En approchant de ce sens on appelle couleur haute, couleur rude, couleur forte, gaye, couleur éclatante, couleur claire, celle qui refléchit à nos yeux plus de rayons de lumiére, comme la couleur de cerise, la couleur de feu, l'incarnat; & au contraire on appelle couleur douce, sombre, morne, triste, modeste, celle qui en refléchit le moins, comme le gris de lin, feüille-morte, couleur d'olive, couleur de pensée, &c.
Couleur d'eau, c'est un certain brillant violet qu'acquiert le fer bien poli, quand il a passé au feu dans un certain degré de chaleur.
On dit qu'on met une chose en couleur, quand on rafraîchit les peintures, quand on les décrasse, quand on y met du vernis, & autres drogues qui en font revivre, ou paroître les couleurs à demi effacées.
Nuance de couleurs, est une certaine disposition de la même couleur, mêlangée & montant par degrez depuis le plus clair jusqu'au plus obscur: leurs noms seront expliquez à leur ordre.
Couleur se dit aussi de la disposition du teint, du visage, & des chairs. Les gens qui se portent bien ont la couleur vermeille, sont hauts en couleur. Les Espagnols ont la couleur olivastre. Les filles qui ont leurs ordinaires ont la couleur plombée; celles qui sont trop amoureuses ont les pâles couleurs. Quand la cangrene paroît, elle rend la chair de couleur livide.
On le dit aussi des alterations qui se font au visage par les mouvemens interieurs de l'Ame.
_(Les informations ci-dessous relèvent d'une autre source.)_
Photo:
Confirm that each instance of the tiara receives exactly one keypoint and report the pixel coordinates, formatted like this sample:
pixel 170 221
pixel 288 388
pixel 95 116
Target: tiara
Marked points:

Un reproche veritable fait à un homme, le fait changer de couleur, il rougit de honte, & pâlit de colere. La couleur lui a monté au visage, pour dire il a rougi.
Couleur, se dit encore des changemens qui arrivent aux corps par la differente cuisson & application du feu, & sur tout en Chymie. Ce pain, ce rost est cuit, mais il n'a pas encore assez de couleur. Les Chymistes admirent les changemens de couleurs qui se font dans les métaux, & cherchent sur tout le beau rouge, le beau citrin, qui sont les couleurs de la Benoiste.
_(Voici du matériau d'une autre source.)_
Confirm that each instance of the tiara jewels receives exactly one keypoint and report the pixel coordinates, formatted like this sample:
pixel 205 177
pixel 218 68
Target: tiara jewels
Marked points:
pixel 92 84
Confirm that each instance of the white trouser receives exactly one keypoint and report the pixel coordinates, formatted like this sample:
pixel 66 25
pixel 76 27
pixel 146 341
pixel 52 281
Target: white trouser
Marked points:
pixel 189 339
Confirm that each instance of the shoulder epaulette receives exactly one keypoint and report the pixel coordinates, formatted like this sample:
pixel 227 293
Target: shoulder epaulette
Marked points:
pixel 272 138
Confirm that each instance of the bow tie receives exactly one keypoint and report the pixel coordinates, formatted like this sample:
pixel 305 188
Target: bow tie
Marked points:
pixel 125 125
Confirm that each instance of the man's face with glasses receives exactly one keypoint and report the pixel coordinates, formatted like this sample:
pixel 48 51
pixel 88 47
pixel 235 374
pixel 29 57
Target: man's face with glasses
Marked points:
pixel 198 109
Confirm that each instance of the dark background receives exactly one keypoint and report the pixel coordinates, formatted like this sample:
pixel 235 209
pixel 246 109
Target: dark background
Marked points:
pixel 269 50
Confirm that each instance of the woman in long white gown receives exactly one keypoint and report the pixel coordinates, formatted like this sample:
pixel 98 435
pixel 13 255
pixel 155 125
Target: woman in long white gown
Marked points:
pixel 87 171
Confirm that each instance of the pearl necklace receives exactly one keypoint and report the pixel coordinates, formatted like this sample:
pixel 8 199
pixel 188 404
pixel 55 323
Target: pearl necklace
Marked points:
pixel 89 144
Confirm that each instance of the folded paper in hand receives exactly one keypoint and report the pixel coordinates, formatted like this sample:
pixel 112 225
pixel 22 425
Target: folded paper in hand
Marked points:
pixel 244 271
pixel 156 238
Couleur, en termes de Fleuriste, se dit d'une tulippe qui n'est que d'une couleur, dont la plus fantasque est la plus estimée: On a mis les panachées dans ces carreaux, & les couleurs sont dans les costieres.
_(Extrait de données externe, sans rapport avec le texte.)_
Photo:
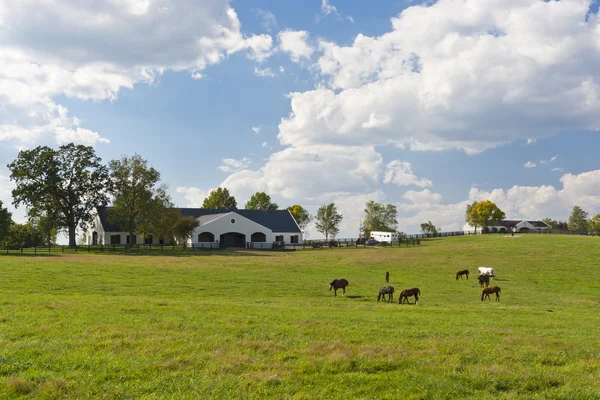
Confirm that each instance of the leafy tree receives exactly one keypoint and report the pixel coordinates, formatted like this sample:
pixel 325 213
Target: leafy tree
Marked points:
pixel 428 228
pixel 138 199
pixel 469 216
pixel 220 198
pixel 184 228
pixel 485 213
pixel 379 217
pixel 5 222
pixel 328 220
pixel 551 223
pixel 260 201
pixel 301 216
pixel 594 224
pixel 45 223
pixel 578 221
pixel 68 182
Couleur, en termes de blason, est une des principales désignations des piéces de l'Ecu: On n'en admet que cinq, gueule c'est le rouge, azur le bleu, sinople le verd, le sable le noir, le pourpre est mêlangé de gueules & d'azur: leurs significations seront expliquées à leur ordre, c'est une maxime qu'il ne faut point mettre couleur sur couleur, ni métail sur métail.
COUPELLE. s. f. Petit vaisseau plat préparé pour essayer les métaux; il est fait de cendres de bois leger, comme aubier de chêne, & de cendres d'os sans moëlle, comme de pieds de mouton. Dans ce vaisseau on fait fondre l'or, ou l'argent qu'on veut éprouver, ou purger, sur un feu ardent de charbon, & on y mêle un peu de plomb, lequel s'imbibe dans ce creuset, ou s'évapore; & il emporte avec lui toute l'impureté du métail.
On dit figurément qu'un homme a passé par la coupelle, quand il a subi un trés-severe examen, quand il a été bien seigné, & bien purgé, aprés une grande maladie, comme on examine & on purge les métaux par la coupelle.